The Khan government is currently in talks with the IMF to release their next round of funding as part of Pakistan’s current $6bn loan programme. This comes as Pakistan suffers from hyperinflation as a result of the ongoing pandemic.
Pakistan’s current relationship with the U.S. is impaired by the former Trump administration’s sudden disposal of the country’s $2bn security aid in 2018. At the top of the year, Trump had tweeted that Pakistan had given the U.S. nothing but “lies and deceit.” However, since then, Pakistan has played a vital role in establishing relations between the U.S. and the Taliban.
The White House’s national security adviser, Jake Sullivan, this week claimed that the U.S. and Pakistan had “constructive discussions” regarding the “future of America’s capabilities,” which include a proposed U.S. base in Pakistan to use in order to launch counter-terrorism operations in neighbouring Afghanistan whenever necessary.
The poor folk in Pakistan have been consistently undermined by inflation during the Khan era, and their growing contempt for the economy harms PM Khan’s credibility even further. While the Republic has made significant progress trying to overturn the turmoil caused by the pandemic, rating agency Fitch has placed its outlook on Pakistan at B-.

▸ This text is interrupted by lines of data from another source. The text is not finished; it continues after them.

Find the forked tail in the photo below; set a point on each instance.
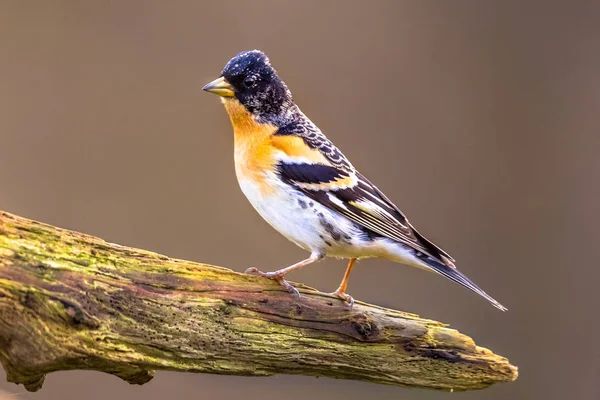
(458, 277)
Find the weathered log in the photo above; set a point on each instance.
(72, 301)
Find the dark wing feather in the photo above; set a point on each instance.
(358, 200)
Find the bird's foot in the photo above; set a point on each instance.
(276, 276)
(344, 296)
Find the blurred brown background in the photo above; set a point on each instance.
(480, 119)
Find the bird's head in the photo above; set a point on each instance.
(249, 78)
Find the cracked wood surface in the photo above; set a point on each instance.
(73, 301)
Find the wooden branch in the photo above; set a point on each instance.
(72, 301)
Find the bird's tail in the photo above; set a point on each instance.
(458, 277)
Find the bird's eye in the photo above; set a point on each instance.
(250, 81)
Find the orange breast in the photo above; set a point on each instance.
(254, 152)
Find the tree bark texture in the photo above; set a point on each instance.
(73, 301)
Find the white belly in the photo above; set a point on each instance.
(300, 219)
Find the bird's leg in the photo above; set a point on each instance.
(341, 291)
(280, 273)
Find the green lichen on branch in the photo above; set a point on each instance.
(72, 301)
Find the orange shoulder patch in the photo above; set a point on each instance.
(294, 146)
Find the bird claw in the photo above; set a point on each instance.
(276, 277)
(344, 296)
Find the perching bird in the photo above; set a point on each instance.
(306, 189)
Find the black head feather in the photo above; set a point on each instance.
(257, 85)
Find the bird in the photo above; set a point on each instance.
(307, 190)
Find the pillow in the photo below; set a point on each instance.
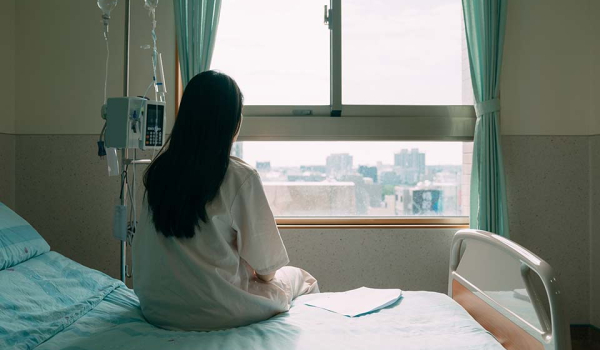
(18, 240)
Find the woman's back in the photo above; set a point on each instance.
(205, 282)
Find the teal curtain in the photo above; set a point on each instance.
(196, 23)
(485, 21)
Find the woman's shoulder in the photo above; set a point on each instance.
(240, 169)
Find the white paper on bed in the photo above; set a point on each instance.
(356, 302)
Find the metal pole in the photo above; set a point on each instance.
(124, 153)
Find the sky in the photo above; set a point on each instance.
(393, 52)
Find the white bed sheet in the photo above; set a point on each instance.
(420, 320)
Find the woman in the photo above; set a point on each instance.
(207, 254)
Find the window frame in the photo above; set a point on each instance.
(340, 122)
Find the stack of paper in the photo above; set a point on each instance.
(521, 294)
(356, 302)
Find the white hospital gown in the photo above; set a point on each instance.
(207, 282)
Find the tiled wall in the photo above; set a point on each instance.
(64, 191)
(548, 199)
(7, 169)
(595, 231)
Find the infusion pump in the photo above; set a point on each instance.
(134, 122)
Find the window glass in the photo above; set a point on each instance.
(362, 178)
(404, 52)
(277, 51)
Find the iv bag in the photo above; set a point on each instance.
(151, 4)
(107, 6)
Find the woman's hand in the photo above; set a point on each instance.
(265, 278)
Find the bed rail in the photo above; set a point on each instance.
(511, 329)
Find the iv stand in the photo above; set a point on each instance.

Asfandyar Mir, an analyst on South Asian affairs at Stanford University, confirms that as Biden withdraws his military from Afghanistan, Pakistan’s leverage on the U.S. has improved significantly. “The U.S. is desperate for help with both the Afghan peace process and counterterrorism. It is left with no option but Pakistan.”
Pakistan is eager to build upon this trust the U.S. has placed in them in order to supposedly help Pakistan’s poor. Tareen says that the last thing Pakistan needs is “more burden on our poor people … we have been talking to American officials and they’re willing to help.”
This is not Tareen’s first stint at negotiating with the IMF. He had done so in 2008 as well, during the PPP era, where Pakistan-U.S. co-operation was hand-in-hand. “In 2008, we obviously had the U.S. and everybody else on my right side because of the war on terror,” says Tareen. “Today, things are different.”